We headed to the airport, I had a flight to Chicago, Illinois. I was selected to be a participant in the National Hispanic Institute Great Debate. At first, I didn’t see it as anything phenomenal, I just thought of it as a simple summer trip. Due to living in Texas my whole life, I was familiar with few noteworthy experiences which resulted in me not knowing much outside of my home state. When my school counselors contacted my mom about this opportunity she immediately started to prepare without even giving me a chance to decide. I wasn’t excited for this trip like most people would be, I really had no expectations for it. My goal after high school was to stay in town to be near family. As I went through security, overwhelming anxiety began to set in and I realized that this trip could change my life.
My first steps onto the Midway International Airport floor felt like walking on another planet. The atmosphere had a strange aura about it. Everything felt completely unnatural, which only intensified the more I explored the foreign land. By the time I arrived at the college dorm, my home for the next eight days, I was already astonished at the sheer number of differences between my home city of San Antonio and this unfamiliar territory.
I walked up the stairs to find my room door already opened, I peeked inside and realized that I had a roommate. For the first time in my life, I would have to share a room with a completely random stranger. I was already behind setting up my bed and laying my clothes out for the next day as my roommate’s bed was already made. In my sloppily made bed I set off to sleep. “I’m going to shower first,” I heard my roommate say, waking me up in the process. I hadn't set my alarm and I realized breakfast was already being served in the main cafeteria. I immediately rushed to get dressed and get to breakfast. I was so used to my parents coddling me that I was flopping like a fish. The feeling of being independent and having to be self-sufficient as a person was something so bizarre to me, yet it felt so exhilarating. In another state, hundreds of miles away, I felt a sense of enthusiasm.

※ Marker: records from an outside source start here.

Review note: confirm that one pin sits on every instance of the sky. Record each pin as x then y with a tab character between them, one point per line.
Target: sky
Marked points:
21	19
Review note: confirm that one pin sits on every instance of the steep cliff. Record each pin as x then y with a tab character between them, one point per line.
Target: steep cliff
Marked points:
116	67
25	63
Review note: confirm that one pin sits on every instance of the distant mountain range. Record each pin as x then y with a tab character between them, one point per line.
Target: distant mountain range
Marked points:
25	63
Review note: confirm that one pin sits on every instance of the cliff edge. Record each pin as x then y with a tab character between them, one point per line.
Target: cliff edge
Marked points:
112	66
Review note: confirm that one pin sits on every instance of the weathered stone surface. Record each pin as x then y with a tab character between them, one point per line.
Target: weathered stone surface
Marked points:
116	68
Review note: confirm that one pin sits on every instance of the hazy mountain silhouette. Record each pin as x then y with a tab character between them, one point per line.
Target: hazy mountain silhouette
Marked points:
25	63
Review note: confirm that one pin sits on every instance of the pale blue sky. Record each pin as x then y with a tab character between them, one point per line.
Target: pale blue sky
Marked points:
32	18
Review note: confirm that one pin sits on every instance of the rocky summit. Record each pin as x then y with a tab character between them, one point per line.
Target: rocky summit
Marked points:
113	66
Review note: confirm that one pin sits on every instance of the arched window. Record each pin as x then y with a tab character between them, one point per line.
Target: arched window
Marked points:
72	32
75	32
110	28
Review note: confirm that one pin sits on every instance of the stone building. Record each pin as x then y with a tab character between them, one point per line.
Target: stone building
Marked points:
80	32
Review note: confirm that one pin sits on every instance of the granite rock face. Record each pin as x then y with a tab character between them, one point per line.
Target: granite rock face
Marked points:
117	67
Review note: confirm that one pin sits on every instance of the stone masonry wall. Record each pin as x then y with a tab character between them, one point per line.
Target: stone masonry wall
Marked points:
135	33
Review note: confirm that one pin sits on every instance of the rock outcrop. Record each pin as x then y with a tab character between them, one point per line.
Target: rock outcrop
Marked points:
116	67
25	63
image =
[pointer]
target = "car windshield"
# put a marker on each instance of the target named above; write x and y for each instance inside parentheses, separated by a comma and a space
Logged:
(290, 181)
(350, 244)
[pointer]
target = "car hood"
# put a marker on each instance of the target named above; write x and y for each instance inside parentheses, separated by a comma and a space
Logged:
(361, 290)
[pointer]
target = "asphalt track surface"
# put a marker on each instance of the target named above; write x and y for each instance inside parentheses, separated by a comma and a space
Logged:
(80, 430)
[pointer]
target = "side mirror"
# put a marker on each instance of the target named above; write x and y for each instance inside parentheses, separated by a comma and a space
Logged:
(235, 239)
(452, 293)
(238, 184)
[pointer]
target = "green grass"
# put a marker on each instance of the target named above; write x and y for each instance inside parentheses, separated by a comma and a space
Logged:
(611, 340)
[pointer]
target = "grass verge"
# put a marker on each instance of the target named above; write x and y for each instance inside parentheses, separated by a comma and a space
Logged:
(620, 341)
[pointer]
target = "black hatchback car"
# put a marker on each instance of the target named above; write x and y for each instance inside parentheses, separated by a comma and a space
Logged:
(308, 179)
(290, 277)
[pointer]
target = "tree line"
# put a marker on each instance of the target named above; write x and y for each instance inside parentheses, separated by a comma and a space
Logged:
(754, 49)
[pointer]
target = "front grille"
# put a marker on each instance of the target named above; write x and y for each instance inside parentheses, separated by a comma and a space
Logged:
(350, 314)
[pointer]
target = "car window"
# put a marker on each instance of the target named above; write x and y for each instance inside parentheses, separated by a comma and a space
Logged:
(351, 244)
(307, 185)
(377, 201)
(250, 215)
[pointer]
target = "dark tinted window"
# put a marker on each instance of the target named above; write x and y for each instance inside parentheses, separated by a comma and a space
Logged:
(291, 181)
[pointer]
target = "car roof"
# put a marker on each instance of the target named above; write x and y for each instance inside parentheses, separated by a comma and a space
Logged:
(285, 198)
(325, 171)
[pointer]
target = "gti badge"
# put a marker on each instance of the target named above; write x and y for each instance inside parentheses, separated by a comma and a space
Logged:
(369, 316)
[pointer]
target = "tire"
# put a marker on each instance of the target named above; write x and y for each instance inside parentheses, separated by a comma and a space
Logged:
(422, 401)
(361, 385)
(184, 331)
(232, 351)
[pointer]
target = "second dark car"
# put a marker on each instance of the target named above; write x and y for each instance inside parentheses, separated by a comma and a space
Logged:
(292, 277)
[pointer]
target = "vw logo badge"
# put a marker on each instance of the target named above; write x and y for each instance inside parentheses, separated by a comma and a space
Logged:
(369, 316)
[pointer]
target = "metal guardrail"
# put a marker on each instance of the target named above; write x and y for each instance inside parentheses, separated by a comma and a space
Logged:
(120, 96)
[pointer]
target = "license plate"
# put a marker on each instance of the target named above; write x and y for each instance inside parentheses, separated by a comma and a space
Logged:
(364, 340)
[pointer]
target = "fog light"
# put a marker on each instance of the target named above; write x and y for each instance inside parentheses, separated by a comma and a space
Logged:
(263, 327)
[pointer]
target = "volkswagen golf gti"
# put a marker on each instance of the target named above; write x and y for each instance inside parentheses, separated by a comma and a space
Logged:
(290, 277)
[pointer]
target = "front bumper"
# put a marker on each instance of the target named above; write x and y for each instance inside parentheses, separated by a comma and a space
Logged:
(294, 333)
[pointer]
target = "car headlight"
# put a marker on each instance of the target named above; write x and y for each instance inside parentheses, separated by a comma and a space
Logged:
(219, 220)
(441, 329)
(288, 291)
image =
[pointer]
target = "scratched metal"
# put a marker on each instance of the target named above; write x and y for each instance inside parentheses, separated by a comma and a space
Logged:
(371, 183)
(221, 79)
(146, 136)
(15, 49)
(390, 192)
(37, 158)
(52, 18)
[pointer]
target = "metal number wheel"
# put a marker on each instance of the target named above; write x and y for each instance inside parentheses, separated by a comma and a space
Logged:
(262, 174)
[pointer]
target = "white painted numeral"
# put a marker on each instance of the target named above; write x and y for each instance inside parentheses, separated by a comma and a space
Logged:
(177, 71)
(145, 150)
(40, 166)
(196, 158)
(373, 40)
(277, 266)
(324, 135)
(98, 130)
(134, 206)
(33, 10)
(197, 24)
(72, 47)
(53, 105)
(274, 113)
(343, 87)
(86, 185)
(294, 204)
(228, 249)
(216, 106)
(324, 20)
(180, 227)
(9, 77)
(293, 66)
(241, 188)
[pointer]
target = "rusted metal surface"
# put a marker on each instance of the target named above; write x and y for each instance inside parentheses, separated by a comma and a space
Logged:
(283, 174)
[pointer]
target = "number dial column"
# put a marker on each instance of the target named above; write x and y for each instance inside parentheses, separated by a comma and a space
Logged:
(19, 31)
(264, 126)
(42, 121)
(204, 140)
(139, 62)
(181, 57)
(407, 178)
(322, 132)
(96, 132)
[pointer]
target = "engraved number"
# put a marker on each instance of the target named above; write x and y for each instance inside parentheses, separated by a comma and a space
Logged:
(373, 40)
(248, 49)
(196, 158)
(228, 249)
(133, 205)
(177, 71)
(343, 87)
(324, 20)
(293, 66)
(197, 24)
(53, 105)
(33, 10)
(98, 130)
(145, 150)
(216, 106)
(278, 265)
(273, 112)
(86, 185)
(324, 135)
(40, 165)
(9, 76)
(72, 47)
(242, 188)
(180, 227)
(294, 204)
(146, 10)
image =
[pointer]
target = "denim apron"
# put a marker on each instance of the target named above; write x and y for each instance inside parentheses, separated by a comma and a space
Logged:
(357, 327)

The experiences of living like a college student, the meeting of a plethora of new and diverse people, and the ability to be independent were all events that I enjoyed. This opportunity changed my small view of the world. I was experiencing life outside of my city. I was so ready to live a plain and straightforward life, but this experience fully expanded my views. That week was when I found my “point” and for the first time, becoming independent became my passion.